Some other telephone tips I’ve heard over the years include the following.
• Have a basket of toys that come out only during phone calls.
• Have a grab bag with little (dollar-store) items the kids can “grab” from.
• Have a special snack bag with treats the kids get to eat only when their caregiver is on the phone.
• Take a moment during a lengthy phone call to stop and praise the kids for good behaviour. “I really like the way the two of you are playing so nicely while I’m on the phone—keep up the great work!”
• Create a chart that the kids put a sticker on every time they successfully allow you to have an uninterrupted phone call, which eventually results in a reward.
Our Hidden Baggage
When it comes to parenting, we carry a lot of baggage with us. This pack of information is made up of techniques and strategies that were used on us in our youth, whether they worked or not, whether we liked them or not. In other words, if a teacher made us stand in a corner with gum stuck to the end of our nose, the idea of humiliation will be something we carry. If we really didn’t like how this strategy felt, we might believe we would never use it and not even know we are carrying it at all.
Interestingly though, it is there and sometimes will resurface in ways we never imagined. For example, you might warn your child not to choose grape drink to bring in the car because if it spills (again) it will make a mess of his clothes. It spills and now there is a purple stain down the front of his yellow shirt and beige pants. Frustrated that he didn’t listen to your wisdom, you make a big deal out of how awful it looks, telling him he should be embarrassed of his stained clothes. You then take him along to all the stops you had initially planned making jokes with other adults about his purple shirt. Sound a bit like humiliation?
The important piece to understand is that this idea, right or wrong, is in your parenting pack. The teacher might or might not have done it to be mean. You might or might not use it to be mean. The fact remains that, in both cases, humiliation was used to try to force a child to think about what he has done, recognize his error, and behave better the next time. It is something you know and therefore bring along with you.
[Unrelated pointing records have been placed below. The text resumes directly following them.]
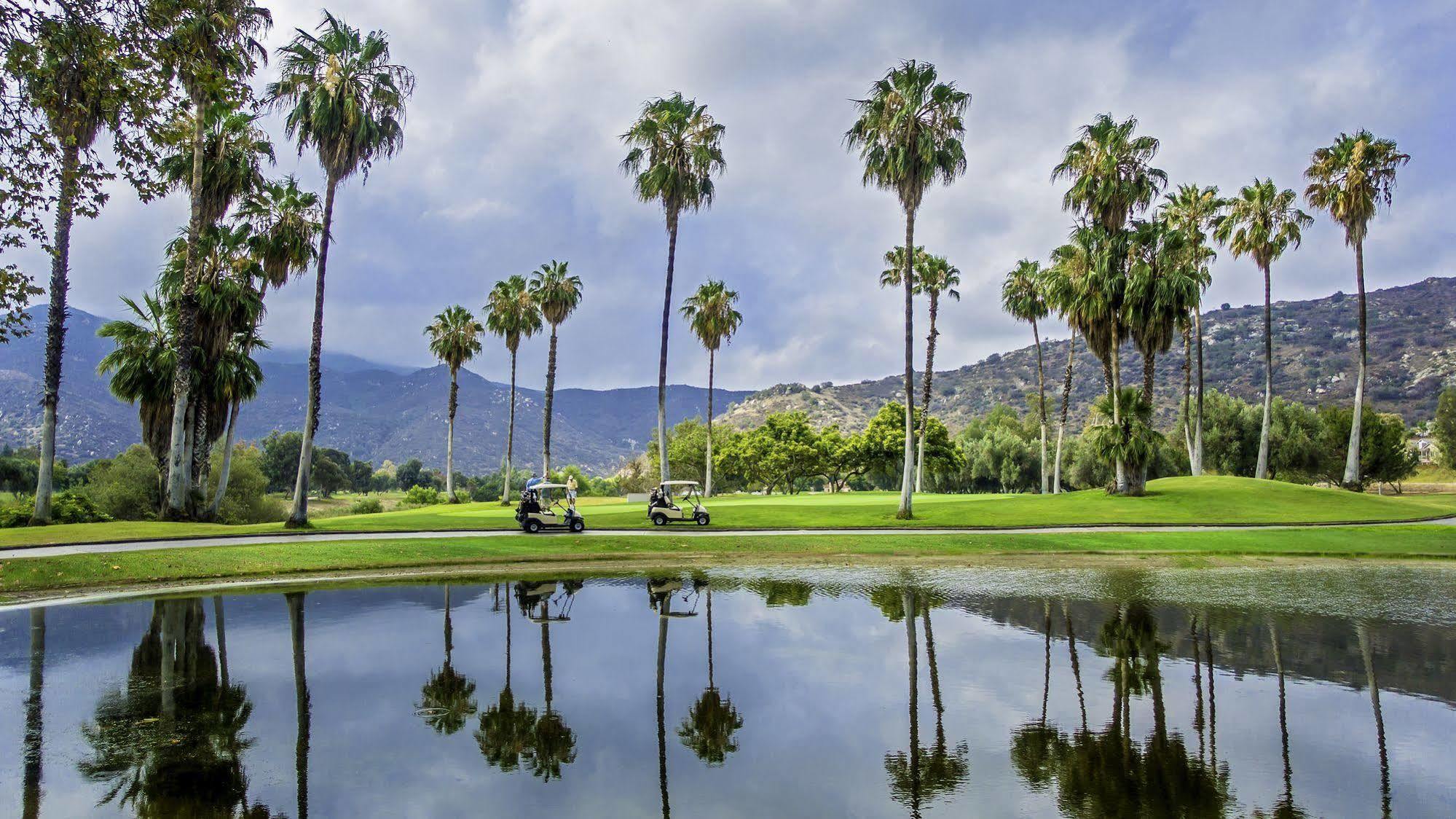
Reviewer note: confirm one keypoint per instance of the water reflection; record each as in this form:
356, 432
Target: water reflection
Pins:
150, 718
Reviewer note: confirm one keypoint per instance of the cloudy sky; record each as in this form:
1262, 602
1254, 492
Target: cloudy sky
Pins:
511, 160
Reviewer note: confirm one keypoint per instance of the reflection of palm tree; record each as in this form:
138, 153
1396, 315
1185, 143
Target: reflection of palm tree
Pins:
1380, 721
302, 702
31, 799
447, 700
712, 721
170, 753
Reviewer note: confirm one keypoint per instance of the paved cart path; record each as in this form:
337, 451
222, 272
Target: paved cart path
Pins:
20, 553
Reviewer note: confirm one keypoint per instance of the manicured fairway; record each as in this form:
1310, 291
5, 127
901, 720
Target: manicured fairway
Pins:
281, 560
1209, 501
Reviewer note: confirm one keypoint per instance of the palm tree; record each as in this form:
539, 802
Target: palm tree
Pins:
1190, 211
714, 320
674, 152
1263, 224
76, 87
283, 227
513, 314
1350, 180
1111, 180
558, 294
454, 339
909, 138
347, 101
1024, 299
211, 47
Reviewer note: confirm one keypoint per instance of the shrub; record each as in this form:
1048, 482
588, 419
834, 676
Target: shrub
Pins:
367, 506
422, 496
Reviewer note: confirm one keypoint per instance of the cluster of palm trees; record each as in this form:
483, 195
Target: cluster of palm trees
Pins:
1135, 270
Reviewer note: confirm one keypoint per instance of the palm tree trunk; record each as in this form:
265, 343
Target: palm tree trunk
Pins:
551, 393
34, 719
925, 393
510, 439
1353, 454
454, 391
227, 461
55, 334
1042, 403
708, 467
661, 365
1262, 470
302, 703
1066, 400
310, 423
1197, 422
179, 470
906, 474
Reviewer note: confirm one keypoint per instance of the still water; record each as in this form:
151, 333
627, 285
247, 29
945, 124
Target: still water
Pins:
1313, 691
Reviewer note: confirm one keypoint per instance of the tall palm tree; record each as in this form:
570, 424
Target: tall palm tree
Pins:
454, 339
558, 295
909, 138
1111, 180
1024, 299
211, 49
283, 230
347, 101
1192, 211
1350, 180
1263, 224
76, 87
714, 320
673, 154
513, 314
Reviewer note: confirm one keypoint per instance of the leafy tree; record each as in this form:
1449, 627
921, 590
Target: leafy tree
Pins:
909, 136
1263, 224
347, 101
714, 320
674, 149
1350, 180
558, 294
454, 339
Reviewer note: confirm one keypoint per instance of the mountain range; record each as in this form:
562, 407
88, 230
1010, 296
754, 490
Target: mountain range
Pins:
377, 412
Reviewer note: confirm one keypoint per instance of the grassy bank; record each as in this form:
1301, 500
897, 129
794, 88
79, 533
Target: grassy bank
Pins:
281, 560
1170, 502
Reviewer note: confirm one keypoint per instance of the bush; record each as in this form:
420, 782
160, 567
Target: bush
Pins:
367, 506
422, 496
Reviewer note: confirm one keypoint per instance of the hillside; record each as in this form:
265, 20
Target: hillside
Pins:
369, 410
1412, 346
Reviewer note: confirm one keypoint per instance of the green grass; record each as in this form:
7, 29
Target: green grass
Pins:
1170, 502
281, 560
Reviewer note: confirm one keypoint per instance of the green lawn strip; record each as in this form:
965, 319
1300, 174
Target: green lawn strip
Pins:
277, 560
1211, 501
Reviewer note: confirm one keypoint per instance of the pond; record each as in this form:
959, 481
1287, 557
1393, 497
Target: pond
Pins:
1081, 691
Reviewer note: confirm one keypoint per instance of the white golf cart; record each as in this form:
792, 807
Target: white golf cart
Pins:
661, 509
545, 506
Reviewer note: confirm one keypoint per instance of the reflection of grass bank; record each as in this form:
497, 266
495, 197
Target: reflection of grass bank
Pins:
275, 560
1170, 502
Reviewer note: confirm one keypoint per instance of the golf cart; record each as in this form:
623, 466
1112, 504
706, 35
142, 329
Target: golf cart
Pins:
545, 506
661, 509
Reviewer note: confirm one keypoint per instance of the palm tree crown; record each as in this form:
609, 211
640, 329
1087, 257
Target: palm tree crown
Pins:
711, 314
511, 313
1352, 179
674, 152
1262, 222
344, 97
909, 132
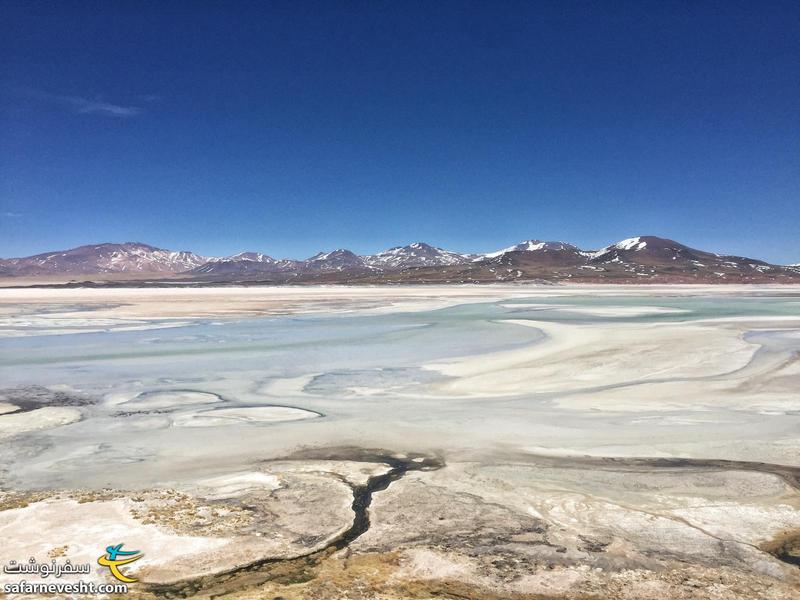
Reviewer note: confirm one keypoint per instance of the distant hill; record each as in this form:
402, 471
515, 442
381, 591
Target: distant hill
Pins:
633, 260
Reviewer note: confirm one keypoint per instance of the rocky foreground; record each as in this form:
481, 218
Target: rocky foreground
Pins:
353, 523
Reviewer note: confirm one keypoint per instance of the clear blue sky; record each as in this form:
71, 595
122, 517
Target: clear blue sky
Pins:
293, 127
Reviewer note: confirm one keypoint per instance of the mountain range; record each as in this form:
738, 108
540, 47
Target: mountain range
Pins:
633, 260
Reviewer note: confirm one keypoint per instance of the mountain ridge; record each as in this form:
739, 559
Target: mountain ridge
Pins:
635, 259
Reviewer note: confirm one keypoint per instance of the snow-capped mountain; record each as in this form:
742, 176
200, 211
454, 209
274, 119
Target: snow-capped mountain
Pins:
530, 246
130, 257
337, 260
642, 258
417, 254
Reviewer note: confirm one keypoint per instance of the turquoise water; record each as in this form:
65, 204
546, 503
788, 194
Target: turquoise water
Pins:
364, 373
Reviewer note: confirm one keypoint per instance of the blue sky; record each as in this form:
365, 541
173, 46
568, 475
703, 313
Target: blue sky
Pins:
293, 127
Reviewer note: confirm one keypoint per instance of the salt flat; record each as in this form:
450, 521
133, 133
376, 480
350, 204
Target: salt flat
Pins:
540, 441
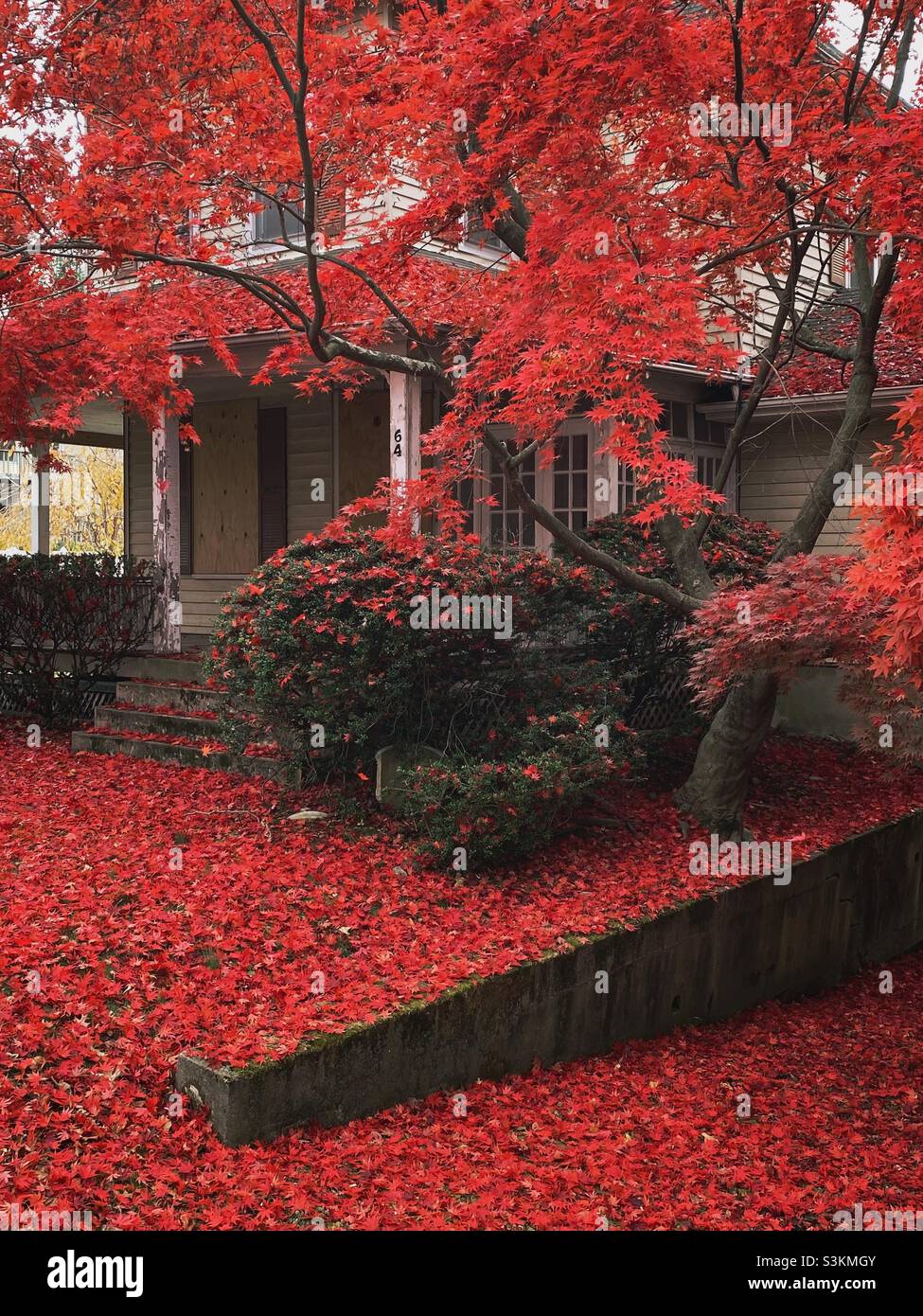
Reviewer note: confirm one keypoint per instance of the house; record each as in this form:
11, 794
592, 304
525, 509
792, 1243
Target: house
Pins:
275, 465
This explains why we will catch ourselves doing things that we swore we would never do. Or how we can open our mouth and hear our mother’s words come tumbling out. These actions can create a feeling of guilt and sense of failure if we aren’t aware that they are with us. Those strategies that were used on us often, or that were accompanied by intense emotion, will always be around.
When we need a parenting tool, we reach into our pack and pull one out. When we are stressed, angry, or otherwise bothered, we tend to reach for tactics that have an element of hurt or punishment to them—not because we are bad people, but because we are looking for a strategy that fits how we feel. When this happens, and the child doesn’t seem to care about the consequences, we will reach for something harsher.
The challenge becomes learning new ideas and practicing with them so we can replace some undesirable punishments with ideas that fit our parenting philosophy. Like any new plan, the tendency will be to go back to the familiar. If we resist that urge and make ourselves use our new skills, over time we will become more comfortable with new strategies and less likely to use the ineffective old one.
So, if you find yourself standing over your child, waving your finger, and telling her she is very, very bad, know that your mother (or teacher or coach) has not just teleported in and taken over your body. Instead, you have grabbed a tactic from your parenting pack that someone else has given to you. You still need to take responsibility for your actions, but at least this can help you understand your response and perhaps be a bit more forgiving.
FREE Parenting Tip: Our parenting pack is made up of strategies and tactics used by other people to get our attention when we were younger. We carry this pack wherever we go, so it’s a good idea to know what’s inside.